"Tech Coaster" by Chinthaka Dharmasiri: 2014

Sunday, August 10, 2014

Leveraging Spring Batch to Run Your Workflows

In most enterprise applications which involves rapid data transactions and data sources of large volumes, there is always the requirement of a batch processing framework to do the bulk data processing. Most often, this bulk data processing job will be a EOD, Weekly or a Monthly job in which the data would be propagated from one source to the other and will probably be tunneled through a data processing engine in the middle. Spring Batch is one of the stand out frameworks today which is tailor made for this kind use case. It even contains many off-the-shelf components for reading and writing to various data sources, ex: Files (Plain, CSV, XML), Databases (DB2, SQL) and etc. which makes it really easy to develop a working solution in very quick time. It may end up to be one single bean configuration file which contains all the definitions from data reading, tokenization, POJO mapping, data processing and writing to the end source. I will share some of the very good spring batch references for anyone who is a little new for Spring Batch.

However, in this blog post, I will try to explore more into Spring Batch and see how it can really help an enterprise application as a workflow engine. It is not always the case in large enterprise applications to have only one use case for Bulk Data Processing. As more applications get integrated, the core framework needs to support many different kinds of bulk data processing and in fact, until the requirement comes, you may not know what you really need.

If the aforementioned argument make sense to your architecture as well, then Spring Batch is even more suited. In my experience with Spring Batch for the last few months, what I realized more and more is how its' core architecture can beautifully be separated from its implementations. In most cases, you will be working with its implementations that fits to your use cases. However when you peel them off, what you find is a very extensible, and very powerful framework that can help you run many different kinds of business workflows and with many capabilities that you want it to have.

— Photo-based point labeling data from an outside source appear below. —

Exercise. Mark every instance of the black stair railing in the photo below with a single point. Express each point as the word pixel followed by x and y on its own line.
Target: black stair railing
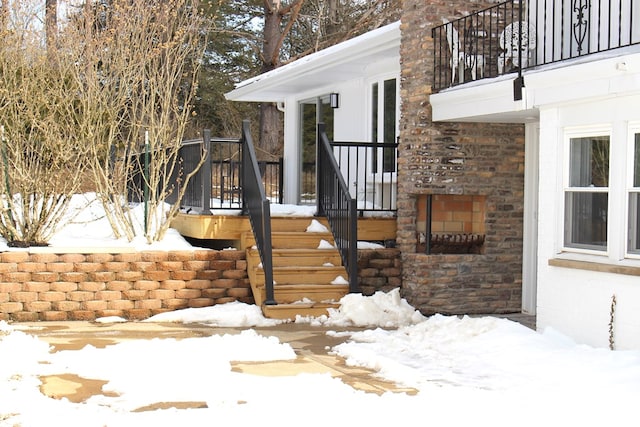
pixel 335 202
pixel 257 207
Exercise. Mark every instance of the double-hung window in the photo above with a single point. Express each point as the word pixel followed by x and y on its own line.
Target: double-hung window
pixel 633 244
pixel 586 194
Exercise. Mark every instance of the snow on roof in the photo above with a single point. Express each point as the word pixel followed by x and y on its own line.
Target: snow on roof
pixel 340 62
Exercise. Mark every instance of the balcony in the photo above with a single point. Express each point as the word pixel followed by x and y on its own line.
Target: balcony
pixel 519 35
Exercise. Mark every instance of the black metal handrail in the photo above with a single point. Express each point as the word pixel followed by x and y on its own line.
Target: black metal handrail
pixel 257 206
pixel 370 169
pixel 519 34
pixel 335 202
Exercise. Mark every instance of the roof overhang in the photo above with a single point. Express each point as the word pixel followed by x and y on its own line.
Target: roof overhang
pixel 338 63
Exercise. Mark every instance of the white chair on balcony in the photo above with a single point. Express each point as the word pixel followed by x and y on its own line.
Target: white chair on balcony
pixel 460 60
pixel 516 46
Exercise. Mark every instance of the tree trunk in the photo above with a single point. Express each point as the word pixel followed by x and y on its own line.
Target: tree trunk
pixel 270 117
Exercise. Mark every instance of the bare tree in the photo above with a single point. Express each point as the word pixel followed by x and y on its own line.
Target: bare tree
pixel 139 62
pixel 278 21
pixel 38 143
pixel 51 24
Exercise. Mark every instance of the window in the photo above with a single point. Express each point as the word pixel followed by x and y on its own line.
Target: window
pixel 587 193
pixel 634 197
pixel 384 124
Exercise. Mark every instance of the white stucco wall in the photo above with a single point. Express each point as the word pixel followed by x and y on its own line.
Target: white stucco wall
pixel 573 301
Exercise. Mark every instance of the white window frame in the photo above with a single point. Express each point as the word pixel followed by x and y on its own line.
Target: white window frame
pixel 379 80
pixel 583 132
pixel 633 130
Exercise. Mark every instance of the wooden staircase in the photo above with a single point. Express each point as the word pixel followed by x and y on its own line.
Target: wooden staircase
pixel 308 273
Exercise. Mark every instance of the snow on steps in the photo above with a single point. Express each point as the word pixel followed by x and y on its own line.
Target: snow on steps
pixel 307 269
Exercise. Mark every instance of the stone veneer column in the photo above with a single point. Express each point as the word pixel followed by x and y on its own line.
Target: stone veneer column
pixel 456 158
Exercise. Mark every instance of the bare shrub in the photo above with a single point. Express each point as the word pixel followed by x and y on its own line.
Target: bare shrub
pixel 38 115
pixel 137 66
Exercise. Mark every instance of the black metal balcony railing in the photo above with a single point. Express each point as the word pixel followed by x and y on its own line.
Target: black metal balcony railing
pixel 217 185
pixel 520 34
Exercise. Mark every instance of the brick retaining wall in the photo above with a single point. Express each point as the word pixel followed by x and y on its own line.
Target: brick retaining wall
pixel 137 285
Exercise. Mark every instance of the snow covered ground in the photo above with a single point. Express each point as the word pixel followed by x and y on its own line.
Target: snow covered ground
pixel 468 371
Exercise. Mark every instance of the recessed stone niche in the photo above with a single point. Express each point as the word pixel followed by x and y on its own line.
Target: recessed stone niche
pixel 455 224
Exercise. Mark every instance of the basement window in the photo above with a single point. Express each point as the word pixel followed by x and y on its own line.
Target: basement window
pixel 450 224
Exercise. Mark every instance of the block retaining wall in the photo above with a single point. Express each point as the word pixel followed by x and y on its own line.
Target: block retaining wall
pixel 137 285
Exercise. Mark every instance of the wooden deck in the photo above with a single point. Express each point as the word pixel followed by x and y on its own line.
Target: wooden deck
pixel 305 276
pixel 230 227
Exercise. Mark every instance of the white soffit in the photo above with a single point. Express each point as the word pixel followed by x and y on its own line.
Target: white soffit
pixel 344 61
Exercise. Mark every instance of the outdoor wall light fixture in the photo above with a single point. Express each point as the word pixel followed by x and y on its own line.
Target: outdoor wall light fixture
pixel 334 100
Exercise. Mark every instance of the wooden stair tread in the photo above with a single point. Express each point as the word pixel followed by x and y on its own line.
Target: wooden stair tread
pixel 303 270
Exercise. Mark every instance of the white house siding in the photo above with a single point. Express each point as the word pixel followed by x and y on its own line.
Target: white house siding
pixel 577 302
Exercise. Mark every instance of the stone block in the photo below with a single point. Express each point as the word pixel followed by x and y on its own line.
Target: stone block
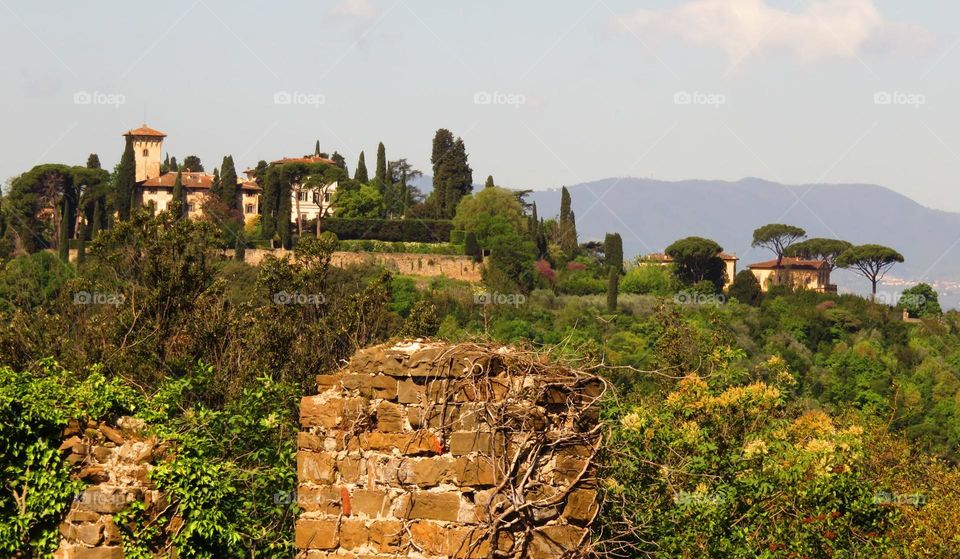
pixel 550 542
pixel 391 418
pixel 368 502
pixel 316 534
pixel 317 411
pixel 315 467
pixel 353 533
pixel 387 535
pixel 581 506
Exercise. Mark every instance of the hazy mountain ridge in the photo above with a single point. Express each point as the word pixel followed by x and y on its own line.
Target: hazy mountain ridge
pixel 650 214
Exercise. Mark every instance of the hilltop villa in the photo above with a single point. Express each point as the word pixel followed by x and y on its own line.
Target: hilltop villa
pixel 795 273
pixel 729 263
pixel 156 188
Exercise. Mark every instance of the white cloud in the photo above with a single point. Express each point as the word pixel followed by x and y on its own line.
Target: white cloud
pixel 356 8
pixel 743 28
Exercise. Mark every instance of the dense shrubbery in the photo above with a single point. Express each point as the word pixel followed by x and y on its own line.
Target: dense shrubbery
pixel 405 230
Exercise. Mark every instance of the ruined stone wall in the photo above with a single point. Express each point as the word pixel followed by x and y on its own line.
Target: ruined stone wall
pixel 115 464
pixel 434 451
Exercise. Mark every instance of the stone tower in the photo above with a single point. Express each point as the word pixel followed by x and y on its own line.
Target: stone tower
pixel 147 147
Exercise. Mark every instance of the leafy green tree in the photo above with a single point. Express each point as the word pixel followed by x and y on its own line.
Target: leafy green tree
pixel 33 280
pixel 191 163
pixel 827 250
pixel 696 259
pixel 361 174
pixel 920 301
pixel 870 261
pixel 777 237
pixel 126 187
pixel 745 288
pixel 613 254
pixel 477 213
pixel 365 202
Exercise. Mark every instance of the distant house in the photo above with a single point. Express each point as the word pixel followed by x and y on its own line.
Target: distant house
pixel 159 192
pixel 729 263
pixel 796 273
pixel 310 202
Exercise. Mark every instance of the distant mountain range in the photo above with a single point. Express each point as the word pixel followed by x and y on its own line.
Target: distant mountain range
pixel 651 214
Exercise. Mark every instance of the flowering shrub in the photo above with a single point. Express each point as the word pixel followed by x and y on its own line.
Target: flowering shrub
pixel 730 471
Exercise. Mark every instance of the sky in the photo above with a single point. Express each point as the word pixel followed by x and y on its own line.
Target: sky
pixel 544 92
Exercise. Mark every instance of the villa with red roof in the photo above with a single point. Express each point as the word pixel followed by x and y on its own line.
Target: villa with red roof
pixel 796 273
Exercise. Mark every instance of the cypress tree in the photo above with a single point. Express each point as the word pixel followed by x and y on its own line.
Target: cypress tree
pixel 216 188
pixel 179 197
pixel 126 182
pixel 361 174
pixel 613 260
pixel 284 209
pixel 567 225
pixel 339 161
pixel 381 175
pixel 229 190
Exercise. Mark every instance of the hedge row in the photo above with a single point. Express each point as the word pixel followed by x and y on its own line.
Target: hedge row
pixel 405 230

The key is to write a core component in your framework that embeds Spring Batch and leverage Inversion of Control to externalize the eventual business implementation details from the framework. I will provide a design level idea for this in a bit.

Whatever the core capabilities that are required, you need to orchestrate them in your framework implementation.

I encountered the requirement to design a workflow engine using Spring Batch which has the following capabilities.

Extensible to easily configure new workflows

This is what I mean when I spoke about externalizing business implementation. We needed to support accelerated development to process different types of workflows as and when they come.

Parallel Processing Capability.

Once again, Spring Batch has this capability off-the-shelf with the concept of Multi Threaded Steps. [1]

All you have to do is, specify your way of splitting the work into set of workers. Using the remote chunk processing concept in Spring Batch, you can define a Master Step which will delegate the work to set of Slave Steps which will complete the task a multi-threaded order.

Configurable

With Spring Batch, this becomes very easy because everything can be configured using the bean configuration.

Recoverability

This is one important aspect for any workflow process. Because the data being process bound to has fault data, thus it is essential that you have the control over how the workflow process the data. If something bad happens, you should be able to bailout from completing the workflow and later manually invoke it after correcting whatever that has gone wrong before.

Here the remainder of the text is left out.